“¿Hace cuánto tiempo que no sales de casa?”, me pregunta Alberto, mientras bajamos las escaleras hacia el mundo exterior. Sin contar el encuentro con el wallapopero y la rápida visita al centro de salud, “cuatro días —le digo—, ¡qué emoción!”. Salimos con el carro y las bolsas para hacer una incursión en el supermercado y la farmacia. Somos como Rick Grimes y Glenn Rhee dejando el campamento para buscar víveres en el pueblo más cercano. Al pisar la calle comprobamos que no hay nadie a un lado ni a otro, nos miramos en silencio y asentimos, con nuestras armas en alto: podemos proceder.
Camino de la farmacia, el sol nos acaricia con fuerza, el cielo está terriblemente azul y el tráfico es tan leve que me recuerda los maravillosos agostos madrileños, en los que siempre pensamos “¡ojalá fuera así todo el año!”. Pues toma: agosto en marzo. Coronavirus, gracias. Está todo tan tranquilo que no puedo evitar pensar en todas esas amenazas invisibles: la radiación, la contaminación, el polen, el capitalismo salvaje. Por un segundo me monto una película en la que nos lo estamos inventando todo, pero al llegar a la farmacia sí que hay algo muy raro.

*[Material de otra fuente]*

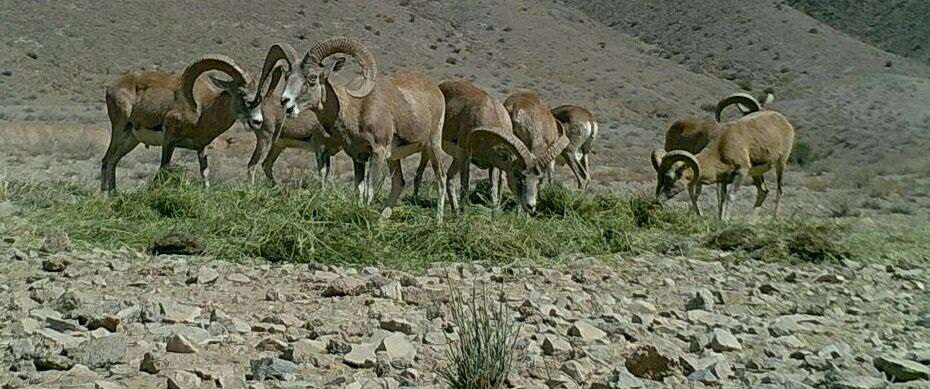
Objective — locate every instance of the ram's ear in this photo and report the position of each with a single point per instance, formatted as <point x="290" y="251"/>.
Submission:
<point x="337" y="64"/>
<point x="220" y="83"/>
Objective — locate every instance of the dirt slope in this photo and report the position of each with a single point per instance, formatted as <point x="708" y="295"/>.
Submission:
<point x="660" y="61"/>
<point x="899" y="26"/>
<point x="851" y="100"/>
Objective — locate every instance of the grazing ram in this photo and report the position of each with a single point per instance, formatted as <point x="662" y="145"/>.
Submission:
<point x="378" y="120"/>
<point x="169" y="110"/>
<point x="285" y="125"/>
<point x="581" y="128"/>
<point x="747" y="147"/>
<point x="527" y="153"/>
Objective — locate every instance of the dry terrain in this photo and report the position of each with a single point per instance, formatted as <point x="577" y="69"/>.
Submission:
<point x="671" y="303"/>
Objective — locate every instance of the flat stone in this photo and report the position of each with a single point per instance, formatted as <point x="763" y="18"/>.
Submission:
<point x="702" y="299"/>
<point x="183" y="380"/>
<point x="710" y="319"/>
<point x="399" y="325"/>
<point x="555" y="345"/>
<point x="621" y="378"/>
<point x="180" y="345"/>
<point x="397" y="346"/>
<point x="55" y="264"/>
<point x="64" y="340"/>
<point x="62" y="325"/>
<point x="205" y="275"/>
<point x="101" y="353"/>
<point x="107" y="385"/>
<point x="304" y="351"/>
<point x="586" y="331"/>
<point x="178" y="313"/>
<point x="271" y="344"/>
<point x="650" y="362"/>
<point x="723" y="340"/>
<point x="860" y="382"/>
<point x="196" y="335"/>
<point x="152" y="363"/>
<point x="239" y="278"/>
<point x="793" y="324"/>
<point x="345" y="286"/>
<point x="272" y="368"/>
<point x="362" y="356"/>
<point x="901" y="370"/>
<point x="53" y="362"/>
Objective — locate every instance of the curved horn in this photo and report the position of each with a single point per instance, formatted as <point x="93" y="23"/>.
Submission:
<point x="553" y="151"/>
<point x="484" y="138"/>
<point x="656" y="157"/>
<point x="207" y="63"/>
<point x="357" y="50"/>
<point x="276" y="53"/>
<point x="749" y="102"/>
<point x="682" y="156"/>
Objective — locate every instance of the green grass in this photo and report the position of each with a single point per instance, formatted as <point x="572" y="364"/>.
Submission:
<point x="239" y="222"/>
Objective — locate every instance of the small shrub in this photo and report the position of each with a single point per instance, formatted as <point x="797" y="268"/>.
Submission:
<point x="816" y="243"/>
<point x="844" y="207"/>
<point x="736" y="237"/>
<point x="483" y="356"/>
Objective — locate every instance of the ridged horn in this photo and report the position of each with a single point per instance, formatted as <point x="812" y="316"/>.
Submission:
<point x="656" y="157"/>
<point x="747" y="101"/>
<point x="484" y="138"/>
<point x="552" y="152"/>
<point x="205" y="64"/>
<point x="682" y="156"/>
<point x="354" y="48"/>
<point x="276" y="53"/>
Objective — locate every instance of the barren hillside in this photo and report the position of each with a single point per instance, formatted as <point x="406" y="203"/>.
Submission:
<point x="651" y="67"/>
<point x="899" y="26"/>
<point x="848" y="98"/>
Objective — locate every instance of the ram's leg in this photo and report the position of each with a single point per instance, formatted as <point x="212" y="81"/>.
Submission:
<point x="119" y="147"/>
<point x="434" y="152"/>
<point x="452" y="190"/>
<point x="360" y="179"/>
<point x="321" y="169"/>
<point x="779" y="176"/>
<point x="204" y="166"/>
<point x="731" y="198"/>
<point x="465" y="179"/>
<point x="694" y="193"/>
<point x="376" y="172"/>
<point x="397" y="184"/>
<point x="268" y="163"/>
<point x="256" y="156"/>
<point x="721" y="198"/>
<point x="762" y="191"/>
<point x="550" y="169"/>
<point x="418" y="178"/>
<point x="575" y="165"/>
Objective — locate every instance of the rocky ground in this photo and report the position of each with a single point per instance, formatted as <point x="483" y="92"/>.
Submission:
<point x="129" y="320"/>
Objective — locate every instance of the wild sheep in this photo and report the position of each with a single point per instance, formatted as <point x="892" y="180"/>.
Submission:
<point x="169" y="110"/>
<point x="749" y="146"/>
<point x="693" y="135"/>
<point x="581" y="128"/>
<point x="379" y="120"/>
<point x="468" y="108"/>
<point x="285" y="125"/>
<point x="526" y="154"/>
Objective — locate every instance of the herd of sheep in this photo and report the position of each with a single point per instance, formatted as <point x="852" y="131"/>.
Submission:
<point x="378" y="120"/>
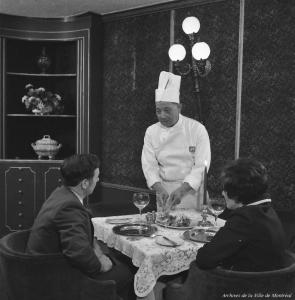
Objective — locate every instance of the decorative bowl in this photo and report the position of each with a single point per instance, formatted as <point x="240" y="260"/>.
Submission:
<point x="46" y="147"/>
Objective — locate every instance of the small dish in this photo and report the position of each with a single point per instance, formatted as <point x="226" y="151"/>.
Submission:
<point x="118" y="220"/>
<point x="199" y="235"/>
<point x="169" y="242"/>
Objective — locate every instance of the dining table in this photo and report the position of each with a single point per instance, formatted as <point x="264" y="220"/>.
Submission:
<point x="153" y="257"/>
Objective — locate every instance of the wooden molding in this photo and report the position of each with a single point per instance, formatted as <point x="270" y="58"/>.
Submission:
<point x="154" y="9"/>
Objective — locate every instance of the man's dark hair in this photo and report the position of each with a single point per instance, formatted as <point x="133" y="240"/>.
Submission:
<point x="245" y="180"/>
<point x="78" y="167"/>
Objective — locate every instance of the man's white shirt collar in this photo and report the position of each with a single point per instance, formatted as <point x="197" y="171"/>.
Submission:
<point x="176" y="125"/>
<point x="259" y="202"/>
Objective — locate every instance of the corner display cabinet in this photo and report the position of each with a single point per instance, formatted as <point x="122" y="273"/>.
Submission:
<point x="50" y="86"/>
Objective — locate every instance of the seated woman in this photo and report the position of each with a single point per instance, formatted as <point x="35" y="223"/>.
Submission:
<point x="253" y="238"/>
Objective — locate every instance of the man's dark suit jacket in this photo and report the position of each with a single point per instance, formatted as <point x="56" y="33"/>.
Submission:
<point x="64" y="225"/>
<point x="252" y="239"/>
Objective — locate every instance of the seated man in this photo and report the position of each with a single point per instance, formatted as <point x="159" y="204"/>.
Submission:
<point x="64" y="225"/>
<point x="253" y="238"/>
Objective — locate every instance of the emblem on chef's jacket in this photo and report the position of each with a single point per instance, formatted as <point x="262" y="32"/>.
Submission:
<point x="192" y="149"/>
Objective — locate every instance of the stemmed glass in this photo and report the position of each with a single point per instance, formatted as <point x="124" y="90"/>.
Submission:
<point x="216" y="205"/>
<point x="141" y="200"/>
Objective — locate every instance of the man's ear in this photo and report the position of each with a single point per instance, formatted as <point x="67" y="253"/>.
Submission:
<point x="180" y="107"/>
<point x="84" y="184"/>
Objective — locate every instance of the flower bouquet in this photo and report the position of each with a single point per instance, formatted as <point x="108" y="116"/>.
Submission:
<point x="41" y="102"/>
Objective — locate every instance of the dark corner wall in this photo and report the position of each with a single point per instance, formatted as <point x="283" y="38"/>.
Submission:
<point x="135" y="52"/>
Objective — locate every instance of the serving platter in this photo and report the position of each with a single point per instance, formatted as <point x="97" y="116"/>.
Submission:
<point x="118" y="220"/>
<point x="174" y="227"/>
<point x="169" y="242"/>
<point x="135" y="229"/>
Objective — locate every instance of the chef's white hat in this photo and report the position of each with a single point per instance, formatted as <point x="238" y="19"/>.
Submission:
<point x="168" y="87"/>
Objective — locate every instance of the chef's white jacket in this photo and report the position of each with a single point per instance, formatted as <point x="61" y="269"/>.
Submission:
<point x="177" y="153"/>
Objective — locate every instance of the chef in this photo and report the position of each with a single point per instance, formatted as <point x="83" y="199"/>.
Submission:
<point x="176" y="150"/>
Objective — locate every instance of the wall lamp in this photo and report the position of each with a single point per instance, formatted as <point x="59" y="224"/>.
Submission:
<point x="200" y="51"/>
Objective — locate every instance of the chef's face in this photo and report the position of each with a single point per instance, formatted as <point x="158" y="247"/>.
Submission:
<point x="91" y="182"/>
<point x="167" y="113"/>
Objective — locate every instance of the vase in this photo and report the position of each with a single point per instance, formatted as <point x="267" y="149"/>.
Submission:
<point x="43" y="61"/>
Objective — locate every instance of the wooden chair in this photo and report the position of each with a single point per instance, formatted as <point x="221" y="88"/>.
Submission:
<point x="219" y="284"/>
<point x="45" y="277"/>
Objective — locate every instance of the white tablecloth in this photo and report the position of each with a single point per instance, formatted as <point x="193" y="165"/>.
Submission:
<point x="151" y="259"/>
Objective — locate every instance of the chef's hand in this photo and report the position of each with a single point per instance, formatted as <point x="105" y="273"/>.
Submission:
<point x="179" y="193"/>
<point x="162" y="194"/>
<point x="106" y="263"/>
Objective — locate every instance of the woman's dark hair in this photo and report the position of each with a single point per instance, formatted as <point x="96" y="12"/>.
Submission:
<point x="245" y="180"/>
<point x="78" y="167"/>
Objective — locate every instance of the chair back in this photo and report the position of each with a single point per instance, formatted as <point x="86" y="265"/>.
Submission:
<point x="219" y="284"/>
<point x="45" y="276"/>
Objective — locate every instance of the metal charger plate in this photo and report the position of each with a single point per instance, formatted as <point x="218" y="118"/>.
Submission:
<point x="174" y="227"/>
<point x="135" y="229"/>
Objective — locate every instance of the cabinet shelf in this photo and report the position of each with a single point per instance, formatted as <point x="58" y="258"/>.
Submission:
<point x="41" y="74"/>
<point x="40" y="116"/>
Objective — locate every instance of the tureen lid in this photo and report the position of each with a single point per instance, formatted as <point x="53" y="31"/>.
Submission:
<point x="46" y="140"/>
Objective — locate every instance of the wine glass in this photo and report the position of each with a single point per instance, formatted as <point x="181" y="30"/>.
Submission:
<point x="216" y="205"/>
<point x="141" y="200"/>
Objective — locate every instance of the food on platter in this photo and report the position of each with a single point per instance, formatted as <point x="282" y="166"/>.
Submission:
<point x="174" y="221"/>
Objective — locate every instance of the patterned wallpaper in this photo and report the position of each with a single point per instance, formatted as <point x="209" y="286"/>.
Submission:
<point x="135" y="53"/>
<point x="268" y="107"/>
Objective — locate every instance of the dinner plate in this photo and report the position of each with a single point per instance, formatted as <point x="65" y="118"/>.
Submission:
<point x="135" y="229"/>
<point x="118" y="220"/>
<point x="174" y="227"/>
<point x="169" y="242"/>
<point x="199" y="236"/>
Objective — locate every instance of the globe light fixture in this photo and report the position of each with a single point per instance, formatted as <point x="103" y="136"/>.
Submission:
<point x="177" y="52"/>
<point x="199" y="64"/>
<point x="191" y="25"/>
<point x="200" y="51"/>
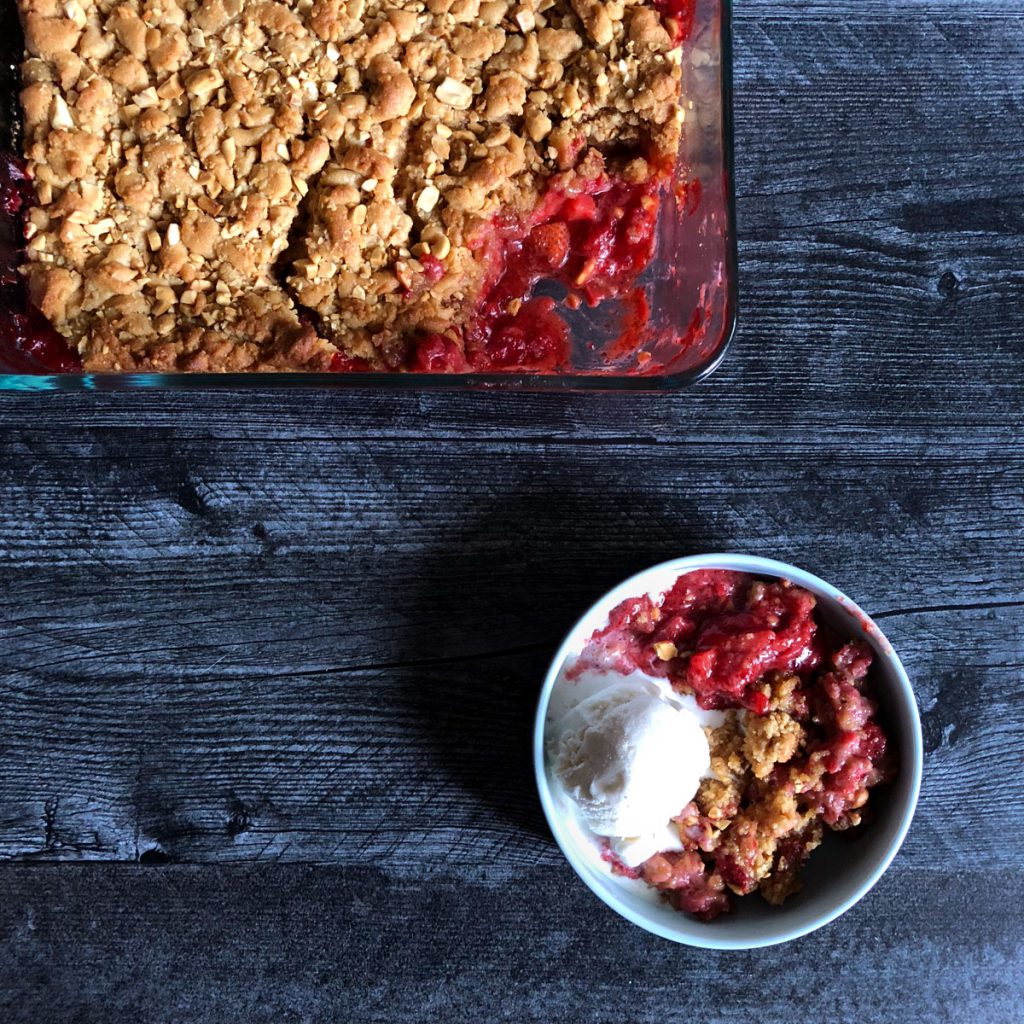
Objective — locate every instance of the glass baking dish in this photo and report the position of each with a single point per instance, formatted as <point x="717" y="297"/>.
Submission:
<point x="689" y="285"/>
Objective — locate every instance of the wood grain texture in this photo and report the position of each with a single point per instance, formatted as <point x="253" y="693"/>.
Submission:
<point x="291" y="643"/>
<point x="284" y="944"/>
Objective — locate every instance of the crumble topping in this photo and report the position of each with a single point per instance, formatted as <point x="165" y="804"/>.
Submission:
<point x="269" y="185"/>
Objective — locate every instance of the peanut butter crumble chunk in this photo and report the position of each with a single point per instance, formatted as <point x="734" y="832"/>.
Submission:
<point x="232" y="185"/>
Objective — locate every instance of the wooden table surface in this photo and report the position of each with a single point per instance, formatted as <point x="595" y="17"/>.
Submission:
<point x="268" y="662"/>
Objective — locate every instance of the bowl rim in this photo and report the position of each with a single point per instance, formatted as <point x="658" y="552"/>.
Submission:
<point x="912" y="751"/>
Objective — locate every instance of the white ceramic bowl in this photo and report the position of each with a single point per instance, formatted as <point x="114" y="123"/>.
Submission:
<point x="839" y="872"/>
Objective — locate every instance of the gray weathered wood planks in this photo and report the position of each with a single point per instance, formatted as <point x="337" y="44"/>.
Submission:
<point x="280" y="651"/>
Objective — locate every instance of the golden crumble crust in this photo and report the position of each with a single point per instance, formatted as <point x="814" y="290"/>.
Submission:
<point x="261" y="185"/>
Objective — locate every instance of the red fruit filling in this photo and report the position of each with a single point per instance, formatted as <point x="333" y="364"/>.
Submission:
<point x="28" y="343"/>
<point x="740" y="643"/>
<point x="592" y="238"/>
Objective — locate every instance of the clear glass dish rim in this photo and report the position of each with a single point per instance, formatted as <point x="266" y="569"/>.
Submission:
<point x="450" y="382"/>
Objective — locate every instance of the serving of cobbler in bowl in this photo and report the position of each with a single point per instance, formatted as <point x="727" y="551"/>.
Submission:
<point x="728" y="751"/>
<point x="426" y="186"/>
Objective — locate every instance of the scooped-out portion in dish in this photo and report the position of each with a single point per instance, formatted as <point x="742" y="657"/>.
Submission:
<point x="339" y="184"/>
<point x="718" y="730"/>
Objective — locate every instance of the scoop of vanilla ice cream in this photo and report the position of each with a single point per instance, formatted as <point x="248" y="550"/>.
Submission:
<point x="631" y="758"/>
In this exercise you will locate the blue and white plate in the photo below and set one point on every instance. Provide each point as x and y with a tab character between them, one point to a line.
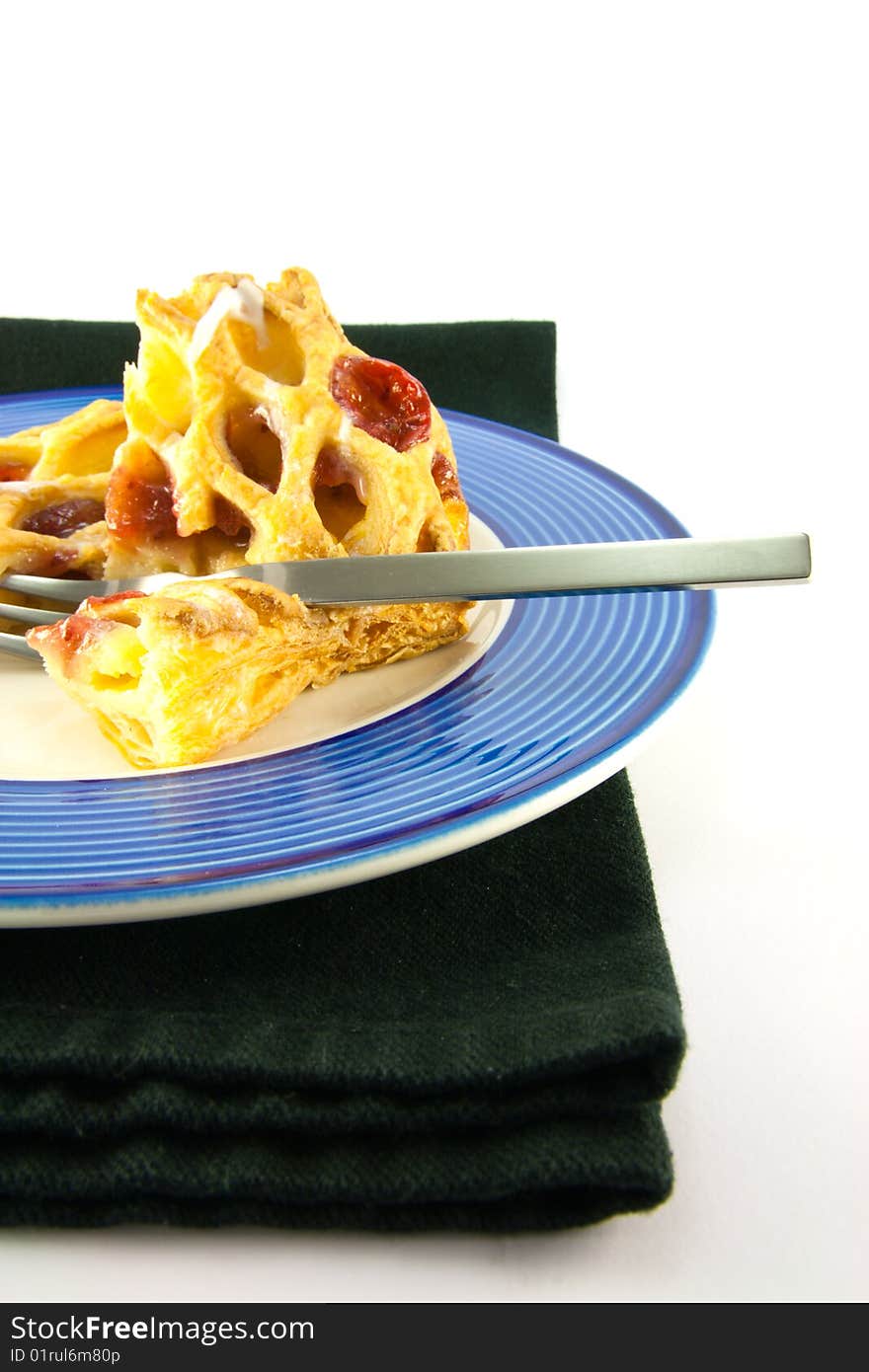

“Ojito con el pomo de la puerta”, le digo a Alberto, innecesariamente porque le han puesto un tope para que se quede siempre abierta. Pegado al cristal, un cartel advierte que solo se puede entrar de dos en dos. Metemos la cabeza y, como no hay nadie, entramos. Pero tampoco podemos hacerlo mucho. Los farmacéuticos han levantado una barricada de un metro de alto entre ellos y nosotros con todos los displays publicitarios que han podido encontrar. “¡Bonita exposición de carteles que nos habéis puesto aquí!”, les dice Alberto, un poco a voz en grito por si no nos oímos bien. El farmacéutico se ríe y contesta: “no sabemos ni lo que ponen, pero oye”. “Pero oye” quiere decir que cumplen bien su función, que está claro que esa es su línea de defensa y que más allá no te puedes acercar. Mientras Alberto pide sus pastillas, miro los carteles, o más bien los carteles me miran a mí, pues son siete u ocho caras más grandes del tamaño real, sonriendo ampliamente porque se les revierte la alopecia, no se les despega la dentadura postiza y la piel se les va a poner suavecita.
Esta serie forma parte de un diario personal que escribo cada día durante el confinamiento en casa por el coronavirus. «Diario personal» significa que no es un artículo periodístico ni un reportaje ni una columna de opinión ni un relato de ficción, aunque tenga una pizca de todo eso.